In the first decade of its existence, Hewlett Packard developed products for a wide variety of industries—from agriculture to electronics.  Eventually, they honed their focus on electronic testing and measurement devices. These included oscillators, voltmeters, signal generators, wave analyzers, and other equipment, known for being more precise and sturdy than competitors’ devices.

The founders, Bill Hewlett and Dave Packard, were known for an open management style later dubbed “management by walking around” that highlights personal involvement and high levels of autonomy allowed to individual workers. HP became known for setting objectives and allowing workers to develop their own practices for meeting those goals.  They were also innovative in their “open door” management policy, creating managerial offices without doors to encourage communication with employees.

HP continued to produce and depend on measurement devices up until the 1990’s. In the 1960’s, they made their first foray into computers—by developing them for internal use. They started out buying microcomputing devices for its measurement instruments from Digital Equipment Corporation, but eventually decided that it would be more cost-effective to make the equipment they needed in-house.  This led to the production of the HP 2100 and 1000 microcomputer series, which were sold commercially for over 20 years.

Hewlett Packard was one of the first to experiment with flex-time in one of its plants in Germany, where employees could come in late or leave early as long as they worked a set number of hours.  In 1973, the company expanded the policy to apply at all of their facilities.

The company is widely acknowledged to have produced the first personal computer, the Hewlett Packard 3000, in 1968. Because it didn’t bear any resemblance to an IBM computer, HP’s marketing department decided to advertise it as a desktop calculator instead of a computer—so that detractors would not compare the two.  The later 9100A was advertised as a “personal computer”—one of the first uses of the term.

Steve Wozniak, one of Apple’s co-founders, first designed the Apple 1 computer while an employee at HP.  He was under a contract of first refusal with the company, and had to offer the computer to them.  The company turned it down, preferring to focus on scientific and industrial markets rather than personal computing.

In the 1980’s, Hewlett Packard developed its first inkjet and laser printers for the consumer market.  It also introduced all-in-one products that included printing, scanning, fax, and other capabilities, and these proved to be popular with both businesses and individuals.

The company changed direction in the 1990’s to target individual consumers instead of business and industrial markets. They expanded their line of computer products and peripherals, and spun all unrelated enterprises off into Agilent, a new subsidiary.  It was an $8 billion company with over 30,000 employees, and it was also the largest public offering in the history of Silicon Valley.

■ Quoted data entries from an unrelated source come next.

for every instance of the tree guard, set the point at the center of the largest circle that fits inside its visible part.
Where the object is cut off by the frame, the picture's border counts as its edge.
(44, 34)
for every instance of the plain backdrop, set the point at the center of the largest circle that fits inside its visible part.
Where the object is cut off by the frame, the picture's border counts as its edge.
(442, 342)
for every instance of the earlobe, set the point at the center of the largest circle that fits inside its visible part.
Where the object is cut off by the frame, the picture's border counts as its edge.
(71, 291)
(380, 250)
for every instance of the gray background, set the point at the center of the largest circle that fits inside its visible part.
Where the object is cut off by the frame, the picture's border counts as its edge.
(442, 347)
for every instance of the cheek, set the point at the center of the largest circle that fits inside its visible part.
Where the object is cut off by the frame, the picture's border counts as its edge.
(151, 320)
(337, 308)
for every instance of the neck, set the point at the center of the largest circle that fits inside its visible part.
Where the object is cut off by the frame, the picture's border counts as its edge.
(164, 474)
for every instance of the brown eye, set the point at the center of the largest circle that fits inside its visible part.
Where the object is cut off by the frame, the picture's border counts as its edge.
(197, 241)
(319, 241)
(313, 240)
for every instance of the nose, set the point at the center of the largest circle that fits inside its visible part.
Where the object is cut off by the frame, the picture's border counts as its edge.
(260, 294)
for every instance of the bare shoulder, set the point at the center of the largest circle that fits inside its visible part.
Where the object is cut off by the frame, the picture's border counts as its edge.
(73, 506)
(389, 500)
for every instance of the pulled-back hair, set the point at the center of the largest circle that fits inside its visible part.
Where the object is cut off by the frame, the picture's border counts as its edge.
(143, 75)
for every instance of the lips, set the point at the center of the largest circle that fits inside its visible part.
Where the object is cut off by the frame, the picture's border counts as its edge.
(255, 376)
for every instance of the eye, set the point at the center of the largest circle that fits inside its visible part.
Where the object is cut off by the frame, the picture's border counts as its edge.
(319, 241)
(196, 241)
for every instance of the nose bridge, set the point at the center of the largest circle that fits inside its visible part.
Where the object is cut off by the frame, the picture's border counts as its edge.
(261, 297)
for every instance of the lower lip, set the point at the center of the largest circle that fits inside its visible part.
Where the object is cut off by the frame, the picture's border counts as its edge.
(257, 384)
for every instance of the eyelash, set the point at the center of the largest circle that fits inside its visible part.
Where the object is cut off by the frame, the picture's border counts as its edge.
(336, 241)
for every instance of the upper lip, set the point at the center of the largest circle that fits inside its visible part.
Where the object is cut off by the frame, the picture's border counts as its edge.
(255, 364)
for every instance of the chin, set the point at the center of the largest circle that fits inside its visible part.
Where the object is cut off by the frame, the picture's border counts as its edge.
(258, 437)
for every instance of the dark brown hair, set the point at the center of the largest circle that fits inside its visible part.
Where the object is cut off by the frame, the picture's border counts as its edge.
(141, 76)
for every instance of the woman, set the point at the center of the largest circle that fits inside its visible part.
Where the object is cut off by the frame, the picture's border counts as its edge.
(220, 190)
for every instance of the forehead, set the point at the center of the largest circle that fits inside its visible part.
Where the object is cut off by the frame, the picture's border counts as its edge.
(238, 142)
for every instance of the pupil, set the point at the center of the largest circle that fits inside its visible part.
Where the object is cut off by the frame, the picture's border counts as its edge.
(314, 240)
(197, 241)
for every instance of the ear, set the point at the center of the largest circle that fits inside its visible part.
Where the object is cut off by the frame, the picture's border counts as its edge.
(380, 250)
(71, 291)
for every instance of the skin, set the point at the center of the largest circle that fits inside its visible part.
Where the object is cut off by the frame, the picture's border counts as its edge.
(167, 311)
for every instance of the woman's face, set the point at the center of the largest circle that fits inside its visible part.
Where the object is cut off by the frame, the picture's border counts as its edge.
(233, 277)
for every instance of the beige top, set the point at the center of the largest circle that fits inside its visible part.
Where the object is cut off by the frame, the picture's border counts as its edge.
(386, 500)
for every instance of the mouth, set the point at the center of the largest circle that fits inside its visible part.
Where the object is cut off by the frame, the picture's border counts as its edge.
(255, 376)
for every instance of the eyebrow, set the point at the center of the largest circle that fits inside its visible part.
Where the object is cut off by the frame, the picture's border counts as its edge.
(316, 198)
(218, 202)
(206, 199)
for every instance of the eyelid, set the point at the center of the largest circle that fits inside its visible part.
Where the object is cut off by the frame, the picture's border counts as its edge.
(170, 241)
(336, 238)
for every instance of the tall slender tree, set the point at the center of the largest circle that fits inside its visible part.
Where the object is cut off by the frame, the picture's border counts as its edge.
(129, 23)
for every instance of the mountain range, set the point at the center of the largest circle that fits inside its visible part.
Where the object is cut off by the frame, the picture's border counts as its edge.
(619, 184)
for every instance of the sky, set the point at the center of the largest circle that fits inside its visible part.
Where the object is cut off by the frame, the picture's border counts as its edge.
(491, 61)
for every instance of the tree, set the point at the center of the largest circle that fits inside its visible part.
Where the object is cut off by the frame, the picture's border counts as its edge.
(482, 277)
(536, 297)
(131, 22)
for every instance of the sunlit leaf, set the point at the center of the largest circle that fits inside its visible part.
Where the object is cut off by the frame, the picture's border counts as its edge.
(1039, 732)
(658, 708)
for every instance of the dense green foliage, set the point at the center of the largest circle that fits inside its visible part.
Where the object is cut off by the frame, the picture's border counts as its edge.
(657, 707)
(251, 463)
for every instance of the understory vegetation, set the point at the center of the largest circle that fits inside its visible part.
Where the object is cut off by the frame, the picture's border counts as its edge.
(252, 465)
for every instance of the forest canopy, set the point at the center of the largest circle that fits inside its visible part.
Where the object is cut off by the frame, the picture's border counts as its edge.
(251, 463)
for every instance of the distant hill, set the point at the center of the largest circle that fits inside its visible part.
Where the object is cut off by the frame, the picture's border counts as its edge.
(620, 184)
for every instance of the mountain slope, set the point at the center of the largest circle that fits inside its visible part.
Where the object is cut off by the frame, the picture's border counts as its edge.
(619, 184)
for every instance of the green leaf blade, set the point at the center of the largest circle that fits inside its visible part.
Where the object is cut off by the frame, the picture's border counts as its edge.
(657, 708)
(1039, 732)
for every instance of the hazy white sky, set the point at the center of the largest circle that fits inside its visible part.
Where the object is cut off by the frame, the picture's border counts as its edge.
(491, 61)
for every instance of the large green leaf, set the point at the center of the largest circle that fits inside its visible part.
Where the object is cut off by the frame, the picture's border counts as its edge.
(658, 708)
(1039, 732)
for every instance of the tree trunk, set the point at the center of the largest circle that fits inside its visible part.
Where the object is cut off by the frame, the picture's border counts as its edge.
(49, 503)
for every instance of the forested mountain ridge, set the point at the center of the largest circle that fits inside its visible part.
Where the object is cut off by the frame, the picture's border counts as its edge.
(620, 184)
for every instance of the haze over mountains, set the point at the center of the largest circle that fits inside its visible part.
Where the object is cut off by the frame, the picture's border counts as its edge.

HP has had a series of firsts as a company, including many innovations in hand-held calculators, the first light-emitting diodes (LED’s), and the first personal computer. They were also the first company listed in the Dow Jones Industrial Average to appoint a woman as CEO. In 1999, the company tapped Carly Fiorina for the top spot.  She championed HP’s successful merger with Compaq, often meeting with resistance from HP’s managerial board and clashing with Warren Hewlett, son of the founder.  She stayed in the position until 2005.

Compaq was a developer of personal computers, and the merger gave Hewlett Packard an expanded product line in this area.  It enabled the company to lay claim to a larger market share in the personal computing industry.  Today, HP’s computers are sold under both HP and Compaq’s brand names.

In the 1980’s, the basement where HP started was named a historic location.  HP’s innovations changed the face of the computer and electronics industries, and they are now one of the largest companies in the industry. With their long history of success and influence on computing technology, it is likely that they will continue to innovate for many years to come.